En outre, le modèle d'analyse des politiques publiques se situe et se développe aussi à la frontière de plusieurs disciplines universitaires, notamment dans une lutte entre la science économique, le droit et la science politique qui commence à se développer. Au moment où l'analyse des politiques publiques se développe, la science économique  demeure la science de décision publique par excellence. De ce fait, on assiste à une lutte pour le monopole de l'expertise légitime en matière de décisions publiques entre les économistes et les politistes notamment. L'analyse des politiques publiques représente un effort pour dépasser les limites disciplinaires. On traite ainsi de questions interdisciplinaires grâce à des méthodes emprunté à d'autres disciplines. Cette analyse naît entre la science, le champ académique et la politique (au sens de champ du pouvoir).
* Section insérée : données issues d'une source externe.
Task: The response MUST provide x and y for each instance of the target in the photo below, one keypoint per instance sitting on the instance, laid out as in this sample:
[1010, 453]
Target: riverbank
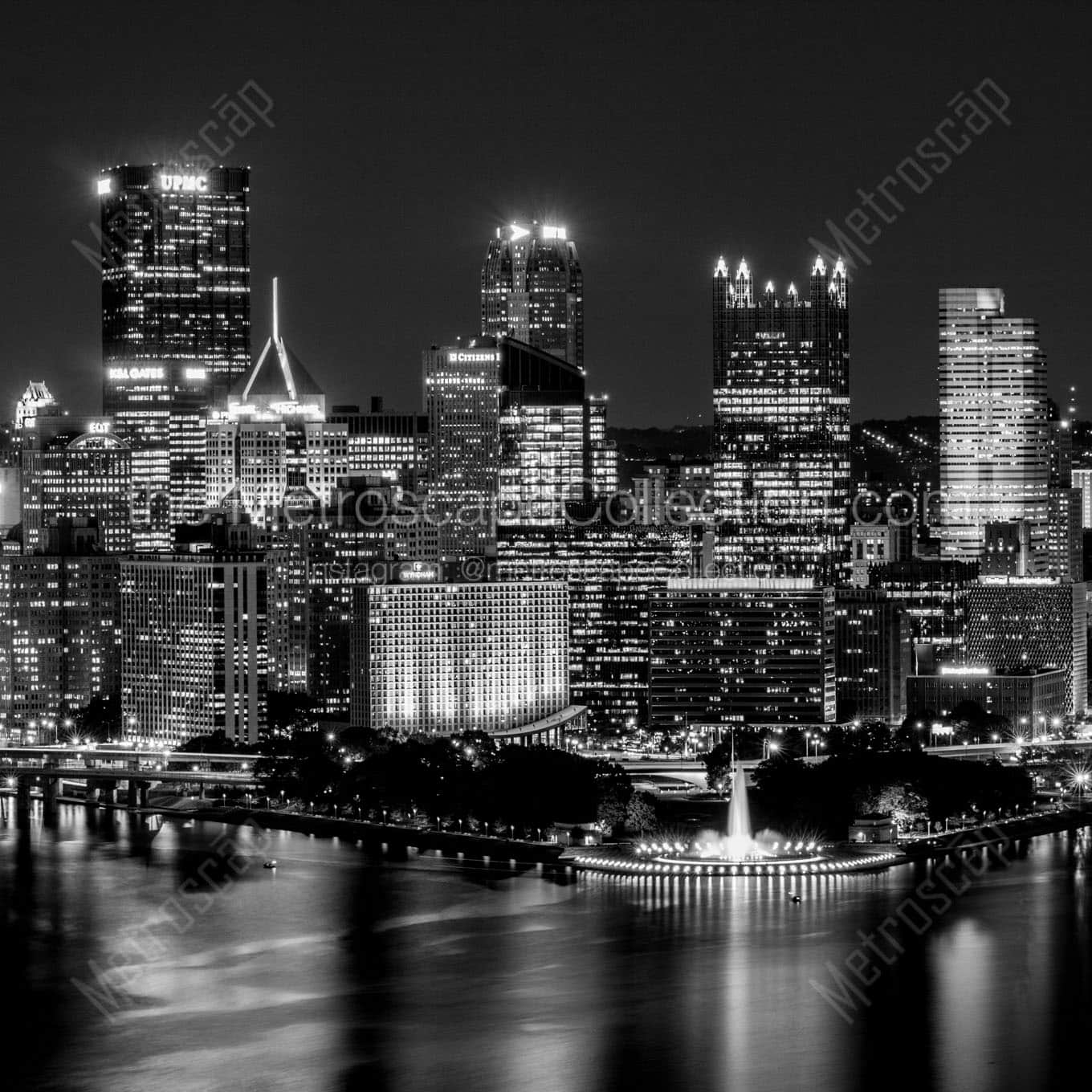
[422, 839]
[1003, 833]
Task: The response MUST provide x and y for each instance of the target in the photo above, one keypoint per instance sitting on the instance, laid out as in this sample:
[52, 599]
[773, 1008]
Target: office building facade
[1031, 700]
[506, 439]
[737, 651]
[781, 425]
[995, 438]
[533, 290]
[271, 448]
[609, 570]
[75, 469]
[59, 639]
[1013, 625]
[443, 658]
[388, 445]
[194, 646]
[176, 324]
[871, 654]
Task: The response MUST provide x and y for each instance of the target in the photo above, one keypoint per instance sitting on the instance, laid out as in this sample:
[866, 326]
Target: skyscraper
[194, 646]
[781, 424]
[460, 658]
[507, 438]
[533, 290]
[75, 467]
[176, 324]
[1013, 625]
[740, 651]
[272, 446]
[995, 442]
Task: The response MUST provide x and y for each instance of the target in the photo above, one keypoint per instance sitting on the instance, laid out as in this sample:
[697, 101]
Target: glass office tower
[176, 324]
[533, 290]
[781, 425]
[995, 438]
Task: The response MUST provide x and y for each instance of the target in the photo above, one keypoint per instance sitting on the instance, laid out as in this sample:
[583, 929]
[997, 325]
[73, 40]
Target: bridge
[103, 779]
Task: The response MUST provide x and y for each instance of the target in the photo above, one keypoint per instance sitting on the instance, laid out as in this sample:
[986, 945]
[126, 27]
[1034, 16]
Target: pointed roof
[278, 377]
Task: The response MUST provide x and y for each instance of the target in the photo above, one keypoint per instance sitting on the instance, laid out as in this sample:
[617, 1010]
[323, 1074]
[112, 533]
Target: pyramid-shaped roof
[278, 377]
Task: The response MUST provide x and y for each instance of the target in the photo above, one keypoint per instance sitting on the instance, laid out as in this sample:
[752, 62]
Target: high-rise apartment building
[176, 324]
[877, 544]
[742, 651]
[194, 646]
[610, 570]
[388, 445]
[75, 469]
[871, 654]
[533, 290]
[59, 638]
[601, 454]
[507, 426]
[1015, 624]
[1082, 481]
[460, 658]
[272, 448]
[369, 536]
[933, 594]
[995, 438]
[781, 424]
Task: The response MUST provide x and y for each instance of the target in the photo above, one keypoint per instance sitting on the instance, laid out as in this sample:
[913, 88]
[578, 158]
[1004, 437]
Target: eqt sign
[185, 184]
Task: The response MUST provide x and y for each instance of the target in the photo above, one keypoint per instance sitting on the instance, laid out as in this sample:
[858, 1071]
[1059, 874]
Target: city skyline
[646, 249]
[439, 651]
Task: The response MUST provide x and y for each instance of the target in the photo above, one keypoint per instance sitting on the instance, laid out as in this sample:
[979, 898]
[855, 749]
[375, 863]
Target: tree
[901, 801]
[642, 813]
[719, 767]
[100, 719]
[214, 743]
[614, 809]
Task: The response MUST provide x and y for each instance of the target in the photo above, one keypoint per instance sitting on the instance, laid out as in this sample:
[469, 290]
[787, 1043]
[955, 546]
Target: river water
[134, 960]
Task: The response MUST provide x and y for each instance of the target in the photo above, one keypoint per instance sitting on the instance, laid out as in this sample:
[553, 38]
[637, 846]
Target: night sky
[661, 136]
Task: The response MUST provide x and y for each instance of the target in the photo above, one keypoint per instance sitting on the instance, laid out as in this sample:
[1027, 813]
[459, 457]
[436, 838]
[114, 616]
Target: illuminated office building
[877, 544]
[59, 639]
[995, 450]
[176, 324]
[542, 436]
[609, 570]
[601, 454]
[933, 594]
[871, 654]
[506, 434]
[1082, 481]
[369, 536]
[781, 424]
[533, 290]
[1065, 536]
[1013, 625]
[742, 651]
[1065, 540]
[194, 646]
[75, 469]
[445, 658]
[388, 445]
[272, 446]
[1031, 698]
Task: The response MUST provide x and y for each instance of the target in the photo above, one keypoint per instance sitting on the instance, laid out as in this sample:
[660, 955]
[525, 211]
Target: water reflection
[343, 971]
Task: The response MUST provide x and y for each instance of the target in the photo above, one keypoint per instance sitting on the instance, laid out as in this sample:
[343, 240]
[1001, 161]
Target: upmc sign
[185, 184]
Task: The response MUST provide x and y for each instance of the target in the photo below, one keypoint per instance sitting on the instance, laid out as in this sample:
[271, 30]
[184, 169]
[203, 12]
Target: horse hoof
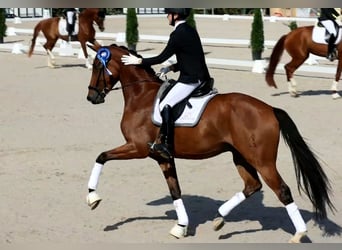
[93, 200]
[179, 231]
[218, 223]
[336, 96]
[297, 237]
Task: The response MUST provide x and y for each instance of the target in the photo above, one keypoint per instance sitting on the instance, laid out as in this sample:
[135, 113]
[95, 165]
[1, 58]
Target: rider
[70, 16]
[185, 43]
[328, 18]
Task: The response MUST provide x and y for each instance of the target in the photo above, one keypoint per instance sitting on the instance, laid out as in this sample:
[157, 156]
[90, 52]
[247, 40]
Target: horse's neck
[139, 90]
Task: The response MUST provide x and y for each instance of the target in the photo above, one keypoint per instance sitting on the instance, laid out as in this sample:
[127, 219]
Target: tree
[191, 19]
[3, 26]
[257, 35]
[132, 33]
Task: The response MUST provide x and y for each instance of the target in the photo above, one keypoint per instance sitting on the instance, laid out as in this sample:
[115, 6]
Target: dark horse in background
[299, 44]
[235, 122]
[86, 32]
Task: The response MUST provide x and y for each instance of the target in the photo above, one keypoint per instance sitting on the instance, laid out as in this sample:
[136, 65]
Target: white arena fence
[64, 49]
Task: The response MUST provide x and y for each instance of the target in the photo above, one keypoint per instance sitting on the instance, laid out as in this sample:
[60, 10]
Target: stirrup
[161, 149]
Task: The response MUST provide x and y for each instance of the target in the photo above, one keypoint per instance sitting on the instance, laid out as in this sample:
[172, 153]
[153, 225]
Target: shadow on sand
[203, 209]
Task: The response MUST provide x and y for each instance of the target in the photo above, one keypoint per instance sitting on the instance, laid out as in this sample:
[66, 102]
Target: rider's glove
[130, 59]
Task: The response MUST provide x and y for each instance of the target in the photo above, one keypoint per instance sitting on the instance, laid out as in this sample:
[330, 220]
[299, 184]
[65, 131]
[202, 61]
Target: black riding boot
[332, 54]
[164, 146]
[69, 29]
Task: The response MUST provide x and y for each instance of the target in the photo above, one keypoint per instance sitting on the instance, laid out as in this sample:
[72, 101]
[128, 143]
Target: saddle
[62, 23]
[187, 112]
[321, 35]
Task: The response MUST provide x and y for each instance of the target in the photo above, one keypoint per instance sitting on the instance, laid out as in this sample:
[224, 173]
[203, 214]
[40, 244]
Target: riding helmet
[182, 12]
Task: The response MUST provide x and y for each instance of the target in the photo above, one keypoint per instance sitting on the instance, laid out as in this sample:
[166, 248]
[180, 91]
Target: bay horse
[235, 122]
[86, 32]
[299, 44]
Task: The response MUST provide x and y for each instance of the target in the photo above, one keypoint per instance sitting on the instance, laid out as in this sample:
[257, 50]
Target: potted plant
[132, 33]
[3, 26]
[257, 35]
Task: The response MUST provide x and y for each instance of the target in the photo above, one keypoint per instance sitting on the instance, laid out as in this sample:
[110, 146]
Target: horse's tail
[36, 31]
[274, 60]
[309, 172]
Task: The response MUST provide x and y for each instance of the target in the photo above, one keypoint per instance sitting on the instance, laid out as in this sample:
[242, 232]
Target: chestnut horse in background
[86, 32]
[299, 44]
[235, 122]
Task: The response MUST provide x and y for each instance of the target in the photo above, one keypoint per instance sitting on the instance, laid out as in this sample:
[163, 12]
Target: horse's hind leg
[169, 170]
[252, 185]
[48, 47]
[273, 179]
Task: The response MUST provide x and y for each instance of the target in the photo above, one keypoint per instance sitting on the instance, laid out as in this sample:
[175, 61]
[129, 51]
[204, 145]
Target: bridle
[103, 55]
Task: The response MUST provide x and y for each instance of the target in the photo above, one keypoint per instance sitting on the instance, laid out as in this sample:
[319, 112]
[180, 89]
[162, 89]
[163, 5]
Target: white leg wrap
[226, 207]
[94, 177]
[296, 217]
[181, 213]
[334, 86]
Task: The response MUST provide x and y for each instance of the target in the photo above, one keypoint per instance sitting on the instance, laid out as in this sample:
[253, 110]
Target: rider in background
[185, 43]
[70, 16]
[329, 19]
L'analyse des politiques publiques est également une réponse directe à des demandes sociales qui proviennent principalement des autorités publiques et gouvernementales mais aussi des autorités locales ou internationales. Le recourt à l'analyse des politiques publiques se fait de plus en plus à travers des procédures d'évaluation des politiques et des programmes. Il y a même des lois qui prévoient des procédures d'évaluation. Dès lors, l'analyse des politiques publiques apparaît comme une réponse rationnelle et efficace pour les décideurs (plus rationnelle et plus efficace que les simples modèles économiques et budgétaires).

L'expertise économique n'est plus alors  la seule expertise légitime. Cependant, Il faut bien distinguer les politiques publiques de leurs analyses. L'analyse de politiques publiques est à la fois prescriptive et scientifique. Cette discipline est caractérisée par sa volonté d'analyse mais également par sa volonté de changer les choses, d'offrir une aide à la prise de décisions. Elle se rapproche ainsi du management. Considérée comme telle, l'analyse  des politiques publiques suscite de multiples interrogations à savoir :

Qu'est-ce qu'une politique publique? Est-ce qu'il y a des politiques qui ne sont pas publiques? Qu'est-ce qui amènent un gouvernement et plus généralement une autorité publique à se pencher sur un problème, sur un thème en y consacrant une réflexion et, le cas échéant, en mettant en œuvre une politique publique pour agir en la matière ? Quand cette autorité décide d'intervenir, comment cela se met-il en œuvre ? Quel est le « processus » de mise en œuvre d'une politique publique ?

Pour répondre à ces questions nous allons aborder successivement :

-Les définitions et composantes des politiques publiques (Chap1)

-Les différentes approches des politiques publiques (chap2).

 Le processus de la mise à l'agenda (chap3)

- La prise de décision (Chap4)

- La mise en œuvre de la décision (Chap5).



[1] C'est durant cette période que des travaux de recherche, chaires d'enseignement et manuels s'y diffusent à un rythme rapide .Certains ouvrages d'analyse des politiques  publiques commencent à faire partie des classiques d'analyse de science politique ou de sociologie politique. A Harvard, au cour des années 1960, se monte La kennedy school of gouvernement, dont l'objectif est présentement de chercher à appréhender l'action gouvernementale.

[2] Sur ce point il faut souligner que si le Royaume -Uni y était déjà sensibilisé, les pays Scandinavies, puis l'Allemagne et les pays du sud de l'Europe se sont également s'inscrit dans la même lancée.

[3] Pour un aperçu global ce débat doctrinal conversé voir l'article de Patrick Wafeu Toko « l'analyse des politiques publiques en Afrique noire » Année académique 2008-2009 ,18 p Document pdf.

[4] Jean François Bayard, L'Etat en Afrique : la politique de ventre, collection « espace politique »Paris 1994.

[5] Yves Alexandre Chaoula ,  « Existe-t-il des politiques publiques en Afrique ?» une discussion à partir du terrain camerounais, communication dans le cadre de colloque de Bordeaux des 03 et 04 mars 2006 organisée par la CEAN et la Maison des Sciences de l'Homme D'Aquitaine.

[6] Maurice ENGUEL EGEULE, «  De quels apports de l'analyse de l'action publique à l'étude du politique en Afrique » communication dans le cadre du colloque de Bordeaux des 03 et 04 mars 2006.